Pursuant to the agreement, Devon has agreed to acquire the outstanding common shares of Anderson for C$40.00 (US$25.80)(i) per share in cash. The aggregate value of the offer, including Devon's assumption of approximately US$1.2 billion of debt and other obligations of Anderson, is approximately US$4.6 billion.
In the Anderson transaction, Devon will acquire estimated proved reserves of 532 million barrels of oil equivalent and approximately eight million net undeveloped acres. Devon has allocated $680 million of the aggregate purchase price to Anderson's undeveloped acreage and seismic data.
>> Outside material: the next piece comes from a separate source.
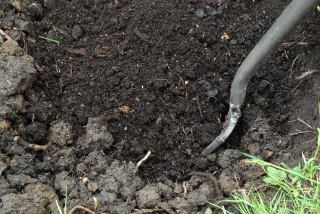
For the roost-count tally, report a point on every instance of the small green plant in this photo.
(49, 39)
(65, 208)
(291, 190)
This agreement follows Devon's August 14, 2001 announcement that it intends to acquire Mitchell Energy & Development Corp. for a total of US$3.5 billion. Upon successful completion of both transactions, Devon will be the largest independent producer of oil and natural gas in North America. Both transactions are expected to close in the fourth quarter of 2001. Devon and Mitchell expect to amend the preliminary joint proxy statement/prospectus that has been filed with the SEC. The amended joint proxy statement/prospectus will include the pro forma effects of the Anderson acquisition. Neither the Mitchell nor the Anderson transactions are conditional upon each other.
"Expanding our presence in Canada has been an important objective for Devon," said J. Larry Nichols, Devon's Chairman, President and CEO. "Anderson was at the top of our list of acquisition opportunities. J. C. Anderson has built an exceptional, gas-weighted production platform with powerful exploration potential. Combining Anderson with our existing Canadian organization firmly establishes Devon in Canada. Following this transaction and our pending acquisition of Mitchell Energy, Devon will be in position to deliver strong production and reserve growth for years to come."
George P. Mitchell, Chairman and CEO of Mitchell Energy & Development Corp., said, "Speaking as someone who looks forward to becoming Devon's largest shareholder, I fully support the acquisition of Anderson. This transaction creates the preeminent North American independent."